January 2014

To see a video of this information (<10 min long) go to my YouTube Channel here


January is fairly interesting, given that you can see all five naked-eye planets at some point, Venus switches from an evening star to a morning star, and there are a few closer-than-normal encounters between the Moon and the planets.

PLANETS...well, the ones visible with your naked eye

Planets you can see around Sunset – Venus (SW-early Jan), Jupiter (E)

Planets you can see throughout the night – Jupiter (EàSàNW)

Planets you can see in the Morning – Jupiter (NW), Mars (SW), Saturn (S), Venus (SE-late Jan)


Mercury – Might be able to catch it in the West 10-15˚ above the horizon at sunset at the end of the month, higher toward the 31st.  Get binoculars.

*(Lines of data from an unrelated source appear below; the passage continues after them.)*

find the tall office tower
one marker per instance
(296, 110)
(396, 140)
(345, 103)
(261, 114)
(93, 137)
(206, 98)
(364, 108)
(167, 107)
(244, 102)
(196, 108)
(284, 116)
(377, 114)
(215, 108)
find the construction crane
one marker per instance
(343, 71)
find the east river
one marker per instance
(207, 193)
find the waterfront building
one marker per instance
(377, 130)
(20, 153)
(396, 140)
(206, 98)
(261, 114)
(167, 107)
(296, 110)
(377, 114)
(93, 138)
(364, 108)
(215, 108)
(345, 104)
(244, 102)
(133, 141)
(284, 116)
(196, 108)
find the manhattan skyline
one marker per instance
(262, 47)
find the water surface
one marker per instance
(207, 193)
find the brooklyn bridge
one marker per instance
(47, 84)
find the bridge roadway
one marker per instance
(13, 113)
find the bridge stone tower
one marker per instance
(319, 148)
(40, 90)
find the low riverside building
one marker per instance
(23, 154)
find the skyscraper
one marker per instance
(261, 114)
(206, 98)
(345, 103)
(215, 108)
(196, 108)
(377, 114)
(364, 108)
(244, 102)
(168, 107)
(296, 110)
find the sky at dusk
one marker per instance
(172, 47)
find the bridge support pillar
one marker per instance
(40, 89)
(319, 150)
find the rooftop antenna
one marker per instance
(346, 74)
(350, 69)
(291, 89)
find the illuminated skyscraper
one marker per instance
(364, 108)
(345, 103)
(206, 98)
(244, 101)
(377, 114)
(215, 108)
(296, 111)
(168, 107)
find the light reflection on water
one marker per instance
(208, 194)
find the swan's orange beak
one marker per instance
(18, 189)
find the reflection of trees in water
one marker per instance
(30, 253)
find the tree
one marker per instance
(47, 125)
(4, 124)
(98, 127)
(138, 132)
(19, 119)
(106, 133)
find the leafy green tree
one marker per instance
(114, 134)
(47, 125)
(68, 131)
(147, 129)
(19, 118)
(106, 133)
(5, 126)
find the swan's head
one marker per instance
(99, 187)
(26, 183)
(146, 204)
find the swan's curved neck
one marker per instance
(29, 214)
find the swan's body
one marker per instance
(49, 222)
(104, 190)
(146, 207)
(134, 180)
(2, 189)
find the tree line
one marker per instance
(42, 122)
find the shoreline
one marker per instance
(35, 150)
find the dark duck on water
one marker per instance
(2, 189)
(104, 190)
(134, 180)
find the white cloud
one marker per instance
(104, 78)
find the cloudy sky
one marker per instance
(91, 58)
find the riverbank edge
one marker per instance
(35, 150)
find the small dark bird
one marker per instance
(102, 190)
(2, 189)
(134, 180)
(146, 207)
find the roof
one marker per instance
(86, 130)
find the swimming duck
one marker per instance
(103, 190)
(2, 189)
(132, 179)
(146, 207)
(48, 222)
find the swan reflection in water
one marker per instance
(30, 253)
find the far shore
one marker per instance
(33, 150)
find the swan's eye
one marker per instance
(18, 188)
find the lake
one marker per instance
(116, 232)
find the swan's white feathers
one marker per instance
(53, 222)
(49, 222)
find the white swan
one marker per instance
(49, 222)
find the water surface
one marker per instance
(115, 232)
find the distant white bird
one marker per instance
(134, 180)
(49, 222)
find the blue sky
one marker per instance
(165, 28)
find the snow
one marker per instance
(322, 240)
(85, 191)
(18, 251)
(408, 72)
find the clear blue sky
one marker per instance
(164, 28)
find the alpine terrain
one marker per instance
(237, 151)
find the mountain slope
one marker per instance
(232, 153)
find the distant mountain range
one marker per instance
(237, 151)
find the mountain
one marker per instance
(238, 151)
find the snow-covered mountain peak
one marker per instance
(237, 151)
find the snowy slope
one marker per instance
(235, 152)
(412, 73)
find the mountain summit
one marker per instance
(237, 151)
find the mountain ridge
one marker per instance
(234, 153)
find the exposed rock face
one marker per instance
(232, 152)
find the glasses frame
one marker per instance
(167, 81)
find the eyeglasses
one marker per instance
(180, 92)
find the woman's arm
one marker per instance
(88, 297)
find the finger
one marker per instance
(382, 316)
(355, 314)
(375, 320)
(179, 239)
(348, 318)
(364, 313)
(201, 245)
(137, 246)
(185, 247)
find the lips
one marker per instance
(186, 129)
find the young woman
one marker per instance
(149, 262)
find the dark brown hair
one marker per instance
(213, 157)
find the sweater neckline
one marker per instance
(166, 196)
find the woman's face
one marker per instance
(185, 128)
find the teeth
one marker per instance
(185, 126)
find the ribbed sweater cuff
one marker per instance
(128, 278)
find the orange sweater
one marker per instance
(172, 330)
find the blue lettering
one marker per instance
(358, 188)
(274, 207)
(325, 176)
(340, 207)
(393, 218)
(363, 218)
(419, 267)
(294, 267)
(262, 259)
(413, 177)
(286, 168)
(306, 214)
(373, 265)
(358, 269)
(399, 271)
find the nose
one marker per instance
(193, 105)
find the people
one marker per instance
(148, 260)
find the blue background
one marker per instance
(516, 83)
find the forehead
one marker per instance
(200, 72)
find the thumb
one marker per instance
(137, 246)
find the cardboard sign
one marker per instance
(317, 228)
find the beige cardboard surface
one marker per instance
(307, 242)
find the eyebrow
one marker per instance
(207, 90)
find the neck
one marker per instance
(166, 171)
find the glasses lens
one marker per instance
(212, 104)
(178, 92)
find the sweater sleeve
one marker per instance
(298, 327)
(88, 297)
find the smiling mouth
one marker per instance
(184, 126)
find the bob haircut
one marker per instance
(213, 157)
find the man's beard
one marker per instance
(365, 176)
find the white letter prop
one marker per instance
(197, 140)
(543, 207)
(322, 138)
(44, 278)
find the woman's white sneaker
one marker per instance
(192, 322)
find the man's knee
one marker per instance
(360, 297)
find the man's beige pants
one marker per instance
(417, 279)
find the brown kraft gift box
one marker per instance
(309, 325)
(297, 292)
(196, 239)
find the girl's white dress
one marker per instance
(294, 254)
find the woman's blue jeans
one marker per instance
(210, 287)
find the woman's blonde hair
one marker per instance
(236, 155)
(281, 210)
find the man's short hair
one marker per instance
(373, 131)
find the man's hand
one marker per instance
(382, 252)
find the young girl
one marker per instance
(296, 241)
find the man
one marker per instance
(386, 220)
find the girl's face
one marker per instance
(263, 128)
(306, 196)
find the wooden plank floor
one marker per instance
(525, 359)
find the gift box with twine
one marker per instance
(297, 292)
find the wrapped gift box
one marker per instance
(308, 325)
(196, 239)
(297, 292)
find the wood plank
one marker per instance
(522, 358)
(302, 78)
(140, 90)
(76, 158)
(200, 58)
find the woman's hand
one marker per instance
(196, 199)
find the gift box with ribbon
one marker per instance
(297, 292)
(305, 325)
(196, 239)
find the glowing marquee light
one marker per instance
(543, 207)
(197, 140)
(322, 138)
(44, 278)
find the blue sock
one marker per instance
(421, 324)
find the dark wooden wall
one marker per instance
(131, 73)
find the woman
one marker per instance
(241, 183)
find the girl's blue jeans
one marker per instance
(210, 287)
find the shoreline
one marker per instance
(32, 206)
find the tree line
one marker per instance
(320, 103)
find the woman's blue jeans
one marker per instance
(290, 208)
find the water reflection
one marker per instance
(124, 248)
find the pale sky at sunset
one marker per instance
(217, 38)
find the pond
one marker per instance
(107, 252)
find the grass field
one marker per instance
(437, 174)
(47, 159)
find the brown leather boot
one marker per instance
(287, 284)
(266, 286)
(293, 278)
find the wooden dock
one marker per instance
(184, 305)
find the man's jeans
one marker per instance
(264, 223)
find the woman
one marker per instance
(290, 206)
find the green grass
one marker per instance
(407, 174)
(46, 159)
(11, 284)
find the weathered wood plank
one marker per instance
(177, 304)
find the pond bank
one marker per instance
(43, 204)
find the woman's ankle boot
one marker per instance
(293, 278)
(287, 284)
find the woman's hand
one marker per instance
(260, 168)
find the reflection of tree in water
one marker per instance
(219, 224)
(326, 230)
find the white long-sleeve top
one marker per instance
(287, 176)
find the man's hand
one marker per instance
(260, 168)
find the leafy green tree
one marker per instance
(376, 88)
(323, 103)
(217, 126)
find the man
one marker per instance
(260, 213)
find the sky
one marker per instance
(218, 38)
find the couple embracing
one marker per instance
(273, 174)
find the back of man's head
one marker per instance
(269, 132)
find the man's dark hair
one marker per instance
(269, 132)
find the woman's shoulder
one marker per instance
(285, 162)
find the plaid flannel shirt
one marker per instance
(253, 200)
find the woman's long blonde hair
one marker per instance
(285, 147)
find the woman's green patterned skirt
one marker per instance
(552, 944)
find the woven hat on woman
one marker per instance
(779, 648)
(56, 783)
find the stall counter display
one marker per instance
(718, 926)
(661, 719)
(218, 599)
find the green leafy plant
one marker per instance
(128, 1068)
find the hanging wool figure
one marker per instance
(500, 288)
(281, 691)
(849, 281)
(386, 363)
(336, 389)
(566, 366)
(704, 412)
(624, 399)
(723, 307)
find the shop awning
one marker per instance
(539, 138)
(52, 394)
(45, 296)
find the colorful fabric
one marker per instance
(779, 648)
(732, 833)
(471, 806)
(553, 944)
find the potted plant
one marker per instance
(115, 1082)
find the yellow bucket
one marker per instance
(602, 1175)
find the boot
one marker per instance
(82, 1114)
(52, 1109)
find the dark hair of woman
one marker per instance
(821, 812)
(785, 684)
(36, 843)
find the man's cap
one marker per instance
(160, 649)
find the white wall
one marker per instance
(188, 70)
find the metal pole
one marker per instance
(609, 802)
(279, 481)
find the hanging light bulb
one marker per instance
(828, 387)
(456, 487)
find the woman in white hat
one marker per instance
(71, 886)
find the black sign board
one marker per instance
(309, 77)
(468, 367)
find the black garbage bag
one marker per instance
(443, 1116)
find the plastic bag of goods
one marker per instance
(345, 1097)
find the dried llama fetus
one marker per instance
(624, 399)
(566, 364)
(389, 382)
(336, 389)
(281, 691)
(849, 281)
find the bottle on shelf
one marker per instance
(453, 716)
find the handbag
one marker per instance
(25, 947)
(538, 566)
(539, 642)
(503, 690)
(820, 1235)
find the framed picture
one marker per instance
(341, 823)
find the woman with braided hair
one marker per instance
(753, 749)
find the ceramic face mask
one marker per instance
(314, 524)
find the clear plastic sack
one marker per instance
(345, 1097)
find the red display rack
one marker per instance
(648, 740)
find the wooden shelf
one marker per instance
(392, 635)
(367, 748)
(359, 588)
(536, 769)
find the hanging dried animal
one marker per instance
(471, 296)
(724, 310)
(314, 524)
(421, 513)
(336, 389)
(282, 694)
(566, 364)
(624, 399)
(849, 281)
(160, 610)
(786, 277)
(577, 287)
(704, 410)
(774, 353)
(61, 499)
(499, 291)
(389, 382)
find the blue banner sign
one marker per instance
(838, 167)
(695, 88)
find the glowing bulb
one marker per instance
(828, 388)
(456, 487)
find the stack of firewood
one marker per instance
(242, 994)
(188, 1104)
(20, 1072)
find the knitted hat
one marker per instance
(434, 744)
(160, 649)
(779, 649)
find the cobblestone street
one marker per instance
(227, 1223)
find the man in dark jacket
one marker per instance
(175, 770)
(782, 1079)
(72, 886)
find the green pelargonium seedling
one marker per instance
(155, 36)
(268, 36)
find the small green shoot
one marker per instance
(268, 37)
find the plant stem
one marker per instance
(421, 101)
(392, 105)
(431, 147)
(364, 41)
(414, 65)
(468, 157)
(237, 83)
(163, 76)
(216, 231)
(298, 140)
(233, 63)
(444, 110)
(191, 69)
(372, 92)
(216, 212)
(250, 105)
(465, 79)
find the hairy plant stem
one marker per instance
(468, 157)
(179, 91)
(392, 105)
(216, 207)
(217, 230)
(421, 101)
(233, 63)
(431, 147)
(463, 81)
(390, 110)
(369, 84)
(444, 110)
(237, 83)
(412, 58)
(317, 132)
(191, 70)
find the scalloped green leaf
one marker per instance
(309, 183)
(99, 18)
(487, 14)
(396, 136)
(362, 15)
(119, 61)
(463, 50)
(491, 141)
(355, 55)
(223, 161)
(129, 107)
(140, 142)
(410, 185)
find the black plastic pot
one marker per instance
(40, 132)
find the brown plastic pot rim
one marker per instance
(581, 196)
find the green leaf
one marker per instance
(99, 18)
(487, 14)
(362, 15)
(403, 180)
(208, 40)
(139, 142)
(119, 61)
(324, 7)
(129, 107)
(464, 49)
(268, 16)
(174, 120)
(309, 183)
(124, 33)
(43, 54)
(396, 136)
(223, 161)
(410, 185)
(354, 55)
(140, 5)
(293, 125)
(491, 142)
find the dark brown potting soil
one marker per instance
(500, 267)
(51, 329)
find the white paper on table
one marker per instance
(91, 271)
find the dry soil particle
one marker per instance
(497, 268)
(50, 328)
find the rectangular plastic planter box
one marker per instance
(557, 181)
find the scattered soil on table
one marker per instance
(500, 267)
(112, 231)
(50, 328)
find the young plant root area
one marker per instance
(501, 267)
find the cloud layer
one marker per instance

VENUS Venus does a switcheroo this month: It will be very prominent in the south west at sunset until about the 8th.  Look for the very bright “star” in the SW after the sun sets.  Then it passes in front of the Sun (inferior conjunction - no transit) and becomes visible in the morning sky starting the 13th, though the 20th is when it’ll be easier to see.  In a telescope, this is a great time to look, considering it will be MUCH bigger than it normally is in the eyepiece, since it’s closer to the Earth.  Closest to the Moon on the 2nd, 28th, and 29th. 


Mars – Look low in the East after midnight, higher in the South around sunrise.  It’s hanging out in Virgo this month.  Close to the Moon on the 23rd. 

JUPITER – Jupiter is out pretty much all night, making this a great time to observe.  Look East after sunset for the brightest “star” currently in the middle of Gemini.  It’ll move toward the South and eventually toward the NorthWest in the morning.  Close to the Moon on the 14th.


Saturn – Look low in the East after 3am for the bright point that is Saturn, which rises and moves to the South by sunrise. Closest to the Moon on the 25th.



New Moon – 1st (darkest skies)


2ndClose Encounter – Moon, Venus– Look Southwest up to 45 minutes after the Sun sets and look for a VERY thin waxing crescent Moon. Venus will be 6˚ down and to the right of the Moon.  Venus will be the first “star” you see in that direction.


First Quarter Moon – 7th (Visible until midnight)


14thClose Encounter – Moon & Jupiter – Find the Full Moon in the E in the evening.  Jupiter will be 5˚ to the left, or 5˚ above it if you’re looking around midnight.


Full Moon – 15th (Visible all night)


23rdClose EncounterMars, Moon – Get out early in the morning and check out the third quarter Moon in the SE.  Mars will be about 5˚ above it.


Last Quarter Moon – 24th (Visible from midnight into the morning)


25th – Close Encounter – Moon, Saturn – Look to the SE after 3am and you can see a crescent moon, with Saturn about 2˚ from it.


28th, 29thClose Encounter – Moon, Venus – Before sunrise, look to the Southeast and find a VERY thin crescent Moon.  On the 28th, Venus will be about 10˚ to the left and on the 29th, Venus will be about 6˚ above the Moon.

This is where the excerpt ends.